After what felt like the longest Wimbledon final post-mortem chat ever yesterday, the BBC revealed the identity of the next Dr Who.
The one minute long clip ended with the Doctor removing the hood hiding their identity to show that the newest incarnation of the Timelord was female! The casting wasn’t a total surprise, with many media sources placing Jodie Whittaker amongst their predictions, but sentiment over Jodie’s casting went from delighted…
Illustrator Sarah Harding Roberts has made a brilliant Bingo card of some of the objections people are raising to the actor (important distinction there, it’s the actor we’re talking about because they’re interpreting a character) being female:
Liking =/= owning a character or show
It’s only natural for anyone approaching a story, from Shakespeare to Coronation Street to Star Trek to experience that story in their own way, shaped by their own lives, events and beliefs. But it’s important to remember that Dr Who isn’t a choose your own adventure show (at least, not in the TV format). You can’t shape them to your own personal desires, as Colin Baker has pointed out in the Guardian today.

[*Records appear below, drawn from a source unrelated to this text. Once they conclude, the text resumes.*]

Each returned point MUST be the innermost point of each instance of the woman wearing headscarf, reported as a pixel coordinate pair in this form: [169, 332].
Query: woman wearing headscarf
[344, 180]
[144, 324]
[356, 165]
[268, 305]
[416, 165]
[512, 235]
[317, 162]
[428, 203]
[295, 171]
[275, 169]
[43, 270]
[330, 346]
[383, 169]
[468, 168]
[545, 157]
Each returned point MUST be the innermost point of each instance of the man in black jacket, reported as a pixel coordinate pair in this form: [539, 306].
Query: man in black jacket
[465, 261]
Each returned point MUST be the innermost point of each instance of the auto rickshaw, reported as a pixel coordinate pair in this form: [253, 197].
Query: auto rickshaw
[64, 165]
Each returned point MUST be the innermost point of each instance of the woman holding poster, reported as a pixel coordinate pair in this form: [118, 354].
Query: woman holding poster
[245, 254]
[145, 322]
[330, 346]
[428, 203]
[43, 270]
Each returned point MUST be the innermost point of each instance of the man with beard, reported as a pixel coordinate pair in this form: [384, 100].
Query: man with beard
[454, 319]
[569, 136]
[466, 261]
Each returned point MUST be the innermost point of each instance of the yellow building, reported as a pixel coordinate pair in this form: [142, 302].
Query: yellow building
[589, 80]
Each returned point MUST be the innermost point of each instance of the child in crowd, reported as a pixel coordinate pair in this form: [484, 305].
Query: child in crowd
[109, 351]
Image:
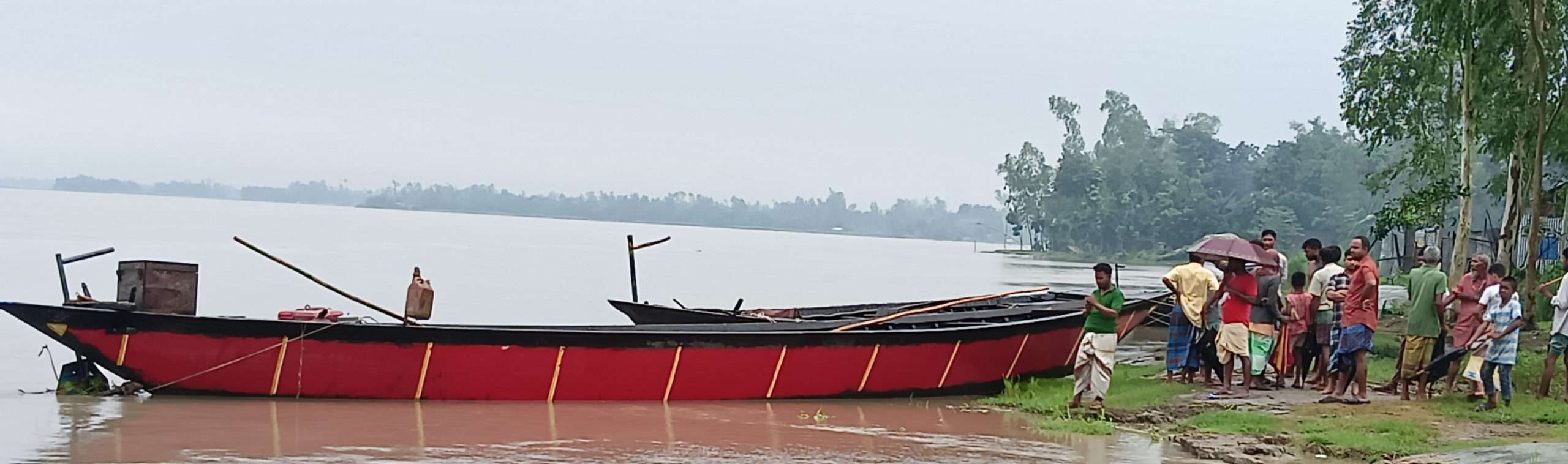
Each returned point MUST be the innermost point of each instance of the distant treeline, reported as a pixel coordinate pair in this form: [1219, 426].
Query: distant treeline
[314, 192]
[913, 219]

The storyline and characters belong to their creators. Sydney Newman, one of the Dr Who creators, argued for a female actor to portray the Doctor thirty years ago. And it’s Chris Chibnall who is in the writer’s chair today, so it’s his prerogative to choose an actor that he believes can best carry out the storylines and character development he creates.

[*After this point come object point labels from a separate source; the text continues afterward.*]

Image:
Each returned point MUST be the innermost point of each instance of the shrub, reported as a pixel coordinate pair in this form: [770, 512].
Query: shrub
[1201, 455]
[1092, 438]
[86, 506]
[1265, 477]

We’ve been here before haven’t we?
Of course, this isn’t the first time that a creative decision has caused consternation in the fantasy and sci fi community. You can visit many discussion boards for computer games from post-apocalyptic indie The Long Dark, to elder statesman of the MMO genre Lord of the Rings Online to the online incarnation of series juggernaut The Elder Scrolls Online to read howls of protest at changes to game mechanics, additional content releases and new characters.
If Hermione can do it…
And this isn’t the first time an existing character has been dramatically re-cast either. Remember all the fuss when Harry Potter and the Cursed Child debuted on stage last year? Hermione Granger, who everyone had become familiar with in films as white skinned brunette Emma Watson, was recast as a black woman played by Noma Dumezweni.
It didn’t stop the play from picking up a record-breaking 9 Olivier Awards, including one for Noma Dumezweni herself as Best Supporting Actress.
Give it a go
When Eddie Redmayne was cast as Newt Scamander in Fantastic Beasts and Where to Find Them, I thought it was a huge mistake. I’d seen Eddie in Ridley Scott’s Pillars of the Earth miniseries and couldn’t imagine him playing the grandfather of Rolf Scamander, eventual husband of Luna Lovegood. I’d seen him out of character on TV and decided he was far too posh and mainstream. Then I went to watch the film.

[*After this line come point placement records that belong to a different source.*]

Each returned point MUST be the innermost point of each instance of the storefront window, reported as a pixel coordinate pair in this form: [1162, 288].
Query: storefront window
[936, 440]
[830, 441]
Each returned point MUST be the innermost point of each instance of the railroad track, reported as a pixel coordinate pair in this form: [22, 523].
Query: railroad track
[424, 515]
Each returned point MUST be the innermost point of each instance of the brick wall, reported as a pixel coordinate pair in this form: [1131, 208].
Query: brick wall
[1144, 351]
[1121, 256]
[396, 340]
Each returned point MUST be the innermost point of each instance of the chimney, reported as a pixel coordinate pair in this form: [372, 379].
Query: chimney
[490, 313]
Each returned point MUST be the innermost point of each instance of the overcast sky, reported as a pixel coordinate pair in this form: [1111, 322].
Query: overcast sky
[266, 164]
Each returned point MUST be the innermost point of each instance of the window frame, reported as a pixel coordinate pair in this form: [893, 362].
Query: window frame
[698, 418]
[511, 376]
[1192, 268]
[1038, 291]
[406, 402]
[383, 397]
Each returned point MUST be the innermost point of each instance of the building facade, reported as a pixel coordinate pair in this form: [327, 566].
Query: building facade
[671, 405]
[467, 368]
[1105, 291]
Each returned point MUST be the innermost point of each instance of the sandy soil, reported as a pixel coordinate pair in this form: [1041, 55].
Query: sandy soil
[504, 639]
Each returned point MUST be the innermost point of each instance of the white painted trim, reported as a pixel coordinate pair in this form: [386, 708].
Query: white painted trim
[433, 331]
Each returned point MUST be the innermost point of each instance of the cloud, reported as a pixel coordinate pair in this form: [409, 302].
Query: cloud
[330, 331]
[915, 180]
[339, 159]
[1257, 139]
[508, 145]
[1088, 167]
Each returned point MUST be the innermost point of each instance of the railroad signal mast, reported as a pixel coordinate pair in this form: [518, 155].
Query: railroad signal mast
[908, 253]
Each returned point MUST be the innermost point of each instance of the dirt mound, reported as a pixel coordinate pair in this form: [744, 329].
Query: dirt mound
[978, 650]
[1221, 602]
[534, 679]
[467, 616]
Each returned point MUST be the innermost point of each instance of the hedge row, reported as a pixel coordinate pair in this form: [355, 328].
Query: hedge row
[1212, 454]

I was blown away by his performance. The poshness was there, but dialled down so it was endearing rather than Richard Curtis extreme. The awkwardness of his Pillars character, Jack, was there, but it was balanced by the focus and dedication shown to Newt’s animals. Reader, I was so very, very wrong in my early opinion and completely revised my judgement!
Instead of writing off the whole show based on one minute of footage and a fevered imagination, why not watch the Christmas episode before you decide whether to approve of the new Doctor? The scenario playing out in your head may not match the reality.